Getting back to my story, I remember the meals in the hospital, not because of the taste, but because I would get excited that I’d get the little cans of diet soda. It was the hospital sized cans (you know, the ones that look like they’ve been smushed down to half their size). I liked them because they were just right for my hands. I went through a lot of them while I was there because I remember looking at the trash can and it was full of empty little soda cans. I can remember “sneaking” down to the nurse’s station to get more when I got thirsty too.
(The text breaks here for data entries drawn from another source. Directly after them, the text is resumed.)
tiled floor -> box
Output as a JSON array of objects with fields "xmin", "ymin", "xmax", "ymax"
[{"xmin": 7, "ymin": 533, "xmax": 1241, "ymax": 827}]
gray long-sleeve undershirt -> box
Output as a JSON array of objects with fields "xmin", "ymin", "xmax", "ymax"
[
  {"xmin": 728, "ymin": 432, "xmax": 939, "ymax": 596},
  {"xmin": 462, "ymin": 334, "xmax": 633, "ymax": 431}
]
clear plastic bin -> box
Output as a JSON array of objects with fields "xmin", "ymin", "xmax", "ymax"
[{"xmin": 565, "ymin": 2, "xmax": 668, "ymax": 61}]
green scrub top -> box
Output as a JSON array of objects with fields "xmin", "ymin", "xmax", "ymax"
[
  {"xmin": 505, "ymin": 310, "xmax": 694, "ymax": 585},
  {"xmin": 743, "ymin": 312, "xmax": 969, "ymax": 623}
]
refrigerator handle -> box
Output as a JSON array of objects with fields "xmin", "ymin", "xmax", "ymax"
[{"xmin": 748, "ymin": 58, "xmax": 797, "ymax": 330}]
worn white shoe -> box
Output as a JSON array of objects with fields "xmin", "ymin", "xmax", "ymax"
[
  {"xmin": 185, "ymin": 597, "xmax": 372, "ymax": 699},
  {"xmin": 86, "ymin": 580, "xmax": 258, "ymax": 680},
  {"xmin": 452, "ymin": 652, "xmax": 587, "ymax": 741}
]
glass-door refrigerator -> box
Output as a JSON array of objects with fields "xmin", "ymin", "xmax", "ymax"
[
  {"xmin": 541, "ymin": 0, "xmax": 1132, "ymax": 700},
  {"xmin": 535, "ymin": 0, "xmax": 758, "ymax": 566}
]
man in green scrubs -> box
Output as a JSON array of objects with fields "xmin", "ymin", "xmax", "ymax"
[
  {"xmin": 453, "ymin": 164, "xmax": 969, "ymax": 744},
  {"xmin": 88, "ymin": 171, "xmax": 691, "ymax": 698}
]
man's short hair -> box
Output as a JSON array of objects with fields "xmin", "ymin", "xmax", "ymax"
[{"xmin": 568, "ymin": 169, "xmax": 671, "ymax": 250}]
My mom later told me that I wasn’t sneaking, and that all the nurses knew I went down there and what I was doing.

At the end of our stay, we hugged the nurse’s goodbye, and I think we had to go back to the doctor’s office. We went to meet with the dietician. We walked into this room that had every food I could think of sitting there. Only it wasn’t real food, it was plastic. I played with it while mom and dad listened and talked with the dietician. Since I had no clue what they were talking about, I played with the fake orange juice. It was weird to play with – squishy, actually. There was fake milk, fake sandwiches, and all kinds of fake foods to show us portion sizes. I played with everything, but the fake orange juice has always stuck out to me because at that time, it was the weirdest thing I had ever seen!

That’s about all I remember from the beginning of my diabetes life. Everything else is kind of like a slideshow in my memory with little scenes flashing for each occasion. I’ll write more about those flashes later.